With that in mind, here are three ignored tech ETFs that are too good to pass up.
Best Tech ETFs to Buy: First Trust DJ Internet Index Fund (ETF) (FDN)
Expenses: 0.54%, or $54 per $10,000 invested
While tech encompass a lot of areas, the internet is where most of the growth is coming from. From e-commerce to social media, the internet continues to change how we function in society.
And that’s why the First Trust DJ Internet Index Fund (ETF) (NYSEARCA:FDN) should feature a prominent place in your portfolio.
FDN tracks the Dow Jones Internet Composite Index, which is essentially a measure of all the large-cap internet-focused firms in the United States. You’re getting search/advertising giants like Alphabet Inc (NASDAQ:GOOG, NASDAQ:GOOGL), travel sites like Expedia Inc (NASDAQ:EXPE) and even online brokers like TD Ameritrade Holding Corp. (NASDAQ:AMTD). If it operates a website and derives the bulk of its revenues from that site, then FDN has it.
The real benefit of that focus has been FDN’s returns.
Since launching in 2008, FDN has had a staggering cumulative return of 344%. That works out to be around 14.08% annually. Moreover, that performance crushes the broader XLK, which only returned about 9% annually in that time.
Add in FDN’s low expense ratio of 0.54%, and you have one of the best tech ETFs to buy.
Best Tech ETFs to Buy: iShares Exponential Technologies ETF (XT)
The tech sector is always at the forefront of innovation. The problem is, when you’re looking into the future, you’re not exactly sure what’s going to stick. For every cloud computing, there are VR headsets.
To play the upcoming decades right, you could cobble together a stock or two from each hottest trend and see if they make or it. Or you could just buy one of the tech ETFs that bet on “exponential” technology.
As the first and oldest fund in the sector, the iShares Exponential Technologies ETF (NYSEARCA:XT) should be first on your list.
The $900 million ETF, invests in the newest of the new. That includes various technology sub-themes like cloud computing, robotics, bioinformatics, nanotechnology and more. In total, the ETF owns nearly 200 different cutting-edge tech firms. But here’s the real beauty, XT isn’t just focused on “tech” companies. Healthcare, industrial and even consumer discretionary stocks make their way into the ETF. This allows investors to participate across the board of firms offering high-tech solutions in their respective industries.

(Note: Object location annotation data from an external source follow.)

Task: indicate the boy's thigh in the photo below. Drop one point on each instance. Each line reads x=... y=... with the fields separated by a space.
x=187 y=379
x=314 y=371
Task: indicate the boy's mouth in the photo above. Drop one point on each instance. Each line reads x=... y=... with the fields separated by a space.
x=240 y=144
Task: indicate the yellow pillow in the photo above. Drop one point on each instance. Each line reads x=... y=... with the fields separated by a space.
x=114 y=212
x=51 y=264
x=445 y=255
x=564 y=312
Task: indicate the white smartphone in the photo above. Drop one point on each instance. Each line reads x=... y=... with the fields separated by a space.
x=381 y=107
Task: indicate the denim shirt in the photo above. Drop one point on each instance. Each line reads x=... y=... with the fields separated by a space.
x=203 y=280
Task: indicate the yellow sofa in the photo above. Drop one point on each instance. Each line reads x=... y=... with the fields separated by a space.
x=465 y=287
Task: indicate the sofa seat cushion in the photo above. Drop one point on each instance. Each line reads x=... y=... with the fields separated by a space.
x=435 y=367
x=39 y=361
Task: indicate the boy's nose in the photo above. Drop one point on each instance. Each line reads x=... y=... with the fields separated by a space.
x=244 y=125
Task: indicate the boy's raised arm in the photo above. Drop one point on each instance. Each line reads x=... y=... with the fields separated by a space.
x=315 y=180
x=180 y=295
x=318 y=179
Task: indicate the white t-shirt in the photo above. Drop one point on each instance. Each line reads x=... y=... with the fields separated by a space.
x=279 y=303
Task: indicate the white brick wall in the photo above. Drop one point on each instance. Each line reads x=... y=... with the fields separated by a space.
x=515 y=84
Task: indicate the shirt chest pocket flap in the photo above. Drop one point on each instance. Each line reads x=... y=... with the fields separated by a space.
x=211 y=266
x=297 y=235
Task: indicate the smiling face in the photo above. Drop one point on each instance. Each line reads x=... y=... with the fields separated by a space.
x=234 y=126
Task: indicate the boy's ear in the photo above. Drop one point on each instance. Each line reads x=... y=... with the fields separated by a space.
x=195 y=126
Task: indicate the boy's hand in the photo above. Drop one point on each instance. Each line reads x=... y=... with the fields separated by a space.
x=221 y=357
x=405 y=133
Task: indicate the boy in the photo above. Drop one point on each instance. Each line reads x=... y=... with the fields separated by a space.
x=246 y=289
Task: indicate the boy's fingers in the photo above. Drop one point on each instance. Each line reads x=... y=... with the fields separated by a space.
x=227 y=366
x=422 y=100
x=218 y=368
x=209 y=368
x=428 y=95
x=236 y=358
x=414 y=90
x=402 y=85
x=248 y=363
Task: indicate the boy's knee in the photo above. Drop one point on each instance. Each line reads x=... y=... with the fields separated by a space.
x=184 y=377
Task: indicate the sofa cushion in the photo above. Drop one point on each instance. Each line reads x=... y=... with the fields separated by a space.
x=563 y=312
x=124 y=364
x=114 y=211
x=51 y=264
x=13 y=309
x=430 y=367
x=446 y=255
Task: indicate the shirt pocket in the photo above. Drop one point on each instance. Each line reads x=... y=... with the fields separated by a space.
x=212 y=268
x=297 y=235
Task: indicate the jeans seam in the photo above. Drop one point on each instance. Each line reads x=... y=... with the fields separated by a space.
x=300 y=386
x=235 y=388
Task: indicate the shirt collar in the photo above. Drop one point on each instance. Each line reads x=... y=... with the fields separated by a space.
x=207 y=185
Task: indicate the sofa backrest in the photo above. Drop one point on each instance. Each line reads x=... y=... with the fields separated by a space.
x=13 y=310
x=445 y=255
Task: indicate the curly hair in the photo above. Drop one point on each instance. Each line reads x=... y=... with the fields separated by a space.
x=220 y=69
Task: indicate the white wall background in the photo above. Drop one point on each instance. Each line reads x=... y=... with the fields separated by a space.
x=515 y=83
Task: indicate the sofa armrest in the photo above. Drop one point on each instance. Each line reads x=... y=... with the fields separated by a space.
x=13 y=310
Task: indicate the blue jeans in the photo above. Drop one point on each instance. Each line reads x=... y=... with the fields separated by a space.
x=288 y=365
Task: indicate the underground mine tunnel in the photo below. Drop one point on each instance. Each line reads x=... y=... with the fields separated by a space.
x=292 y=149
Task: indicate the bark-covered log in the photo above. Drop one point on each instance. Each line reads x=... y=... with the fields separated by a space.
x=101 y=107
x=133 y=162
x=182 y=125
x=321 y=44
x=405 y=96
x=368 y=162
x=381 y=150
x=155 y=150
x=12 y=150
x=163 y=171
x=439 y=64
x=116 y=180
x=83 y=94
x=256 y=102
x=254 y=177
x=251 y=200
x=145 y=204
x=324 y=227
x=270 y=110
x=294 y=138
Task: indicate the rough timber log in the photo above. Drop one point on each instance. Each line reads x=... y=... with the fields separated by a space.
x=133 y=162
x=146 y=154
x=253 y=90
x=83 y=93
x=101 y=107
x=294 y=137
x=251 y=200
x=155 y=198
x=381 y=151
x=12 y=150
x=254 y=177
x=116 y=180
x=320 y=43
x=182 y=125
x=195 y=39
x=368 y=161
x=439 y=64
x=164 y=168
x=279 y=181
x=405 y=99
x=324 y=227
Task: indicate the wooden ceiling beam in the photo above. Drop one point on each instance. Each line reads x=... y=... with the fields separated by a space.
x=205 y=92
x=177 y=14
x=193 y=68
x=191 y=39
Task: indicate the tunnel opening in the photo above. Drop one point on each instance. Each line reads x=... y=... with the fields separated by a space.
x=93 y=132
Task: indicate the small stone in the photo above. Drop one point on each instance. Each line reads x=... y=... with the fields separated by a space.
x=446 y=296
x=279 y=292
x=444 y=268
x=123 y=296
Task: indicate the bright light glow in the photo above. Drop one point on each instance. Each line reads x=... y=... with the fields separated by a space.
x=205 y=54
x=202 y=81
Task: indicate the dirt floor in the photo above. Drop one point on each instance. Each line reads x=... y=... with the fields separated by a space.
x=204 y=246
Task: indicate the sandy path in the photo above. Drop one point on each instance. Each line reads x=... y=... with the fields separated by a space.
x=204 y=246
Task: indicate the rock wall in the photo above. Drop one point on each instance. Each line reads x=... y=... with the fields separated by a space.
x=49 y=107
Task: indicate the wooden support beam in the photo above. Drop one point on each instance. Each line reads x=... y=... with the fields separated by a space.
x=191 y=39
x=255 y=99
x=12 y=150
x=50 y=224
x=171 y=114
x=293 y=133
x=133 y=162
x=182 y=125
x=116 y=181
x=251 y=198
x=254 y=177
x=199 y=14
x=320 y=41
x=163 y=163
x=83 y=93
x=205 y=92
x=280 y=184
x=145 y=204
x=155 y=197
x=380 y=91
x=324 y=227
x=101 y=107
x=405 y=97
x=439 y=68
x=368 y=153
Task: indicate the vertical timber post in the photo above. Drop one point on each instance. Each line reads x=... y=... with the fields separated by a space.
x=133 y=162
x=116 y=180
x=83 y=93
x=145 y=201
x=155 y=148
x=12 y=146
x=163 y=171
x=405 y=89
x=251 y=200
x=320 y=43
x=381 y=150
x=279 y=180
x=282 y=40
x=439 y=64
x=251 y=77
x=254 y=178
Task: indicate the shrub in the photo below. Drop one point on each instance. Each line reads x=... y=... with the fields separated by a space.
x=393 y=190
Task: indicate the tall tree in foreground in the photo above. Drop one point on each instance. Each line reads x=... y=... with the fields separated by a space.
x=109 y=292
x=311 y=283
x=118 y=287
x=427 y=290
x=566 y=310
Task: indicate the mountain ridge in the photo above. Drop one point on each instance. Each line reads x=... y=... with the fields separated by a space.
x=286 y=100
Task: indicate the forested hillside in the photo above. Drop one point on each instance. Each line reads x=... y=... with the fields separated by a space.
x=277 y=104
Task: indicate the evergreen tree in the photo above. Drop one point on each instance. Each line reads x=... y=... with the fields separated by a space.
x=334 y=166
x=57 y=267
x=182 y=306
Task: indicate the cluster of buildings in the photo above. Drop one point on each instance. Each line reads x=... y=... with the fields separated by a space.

In the end, XT could be one of the best tech ETFs for long-term investors to own as these cutting-edge ideas take hold.
Best Tech ETFs to Buy: Guggenheim China Technology ETF (CQQQ)
What happens when you combine one of the fastest growing sectors in the market with one of the fastest growing nations? You get a recipe for long-term success.
The Guggenheim China Technology ETF (NYSEARCA:CQQQ) seems like an odd choice in that it tracks 74 Chinese technology stocks. But believe me, this is one of the tech ETFs that should be on your list. China really is a tech powerhouse and it is as much about technology as the U.S.
For starters, the nation boasts one of the largest mobile phone and internet user bases in the world. This has helped it curate a rich ecosystem devoted to online gaming, shopping and entertainment. Ever hear the names Alibaba Group Holding Ltd (NYSE:BABA) or Ctrip.Com International Ltd (ADR) (NASDAQ:CTRP)? Thought so.
Meanwhile, many Chinese hardware brands are becoming staples across the world. Think Lenovo Group Limited (ADR) (OTCMKTS:LNVGY) for computers or Huawei for smartphones and other gadgets. The nation is a dominant solar panel and semiconductor producer … the list goes on and on.
As a result, CQQQ could be a great long-term play as China emerges and becomes a ‘superpower’ — one that runs on a hefty dose of tech.
As of this writing, Aaron Levitt was long XT.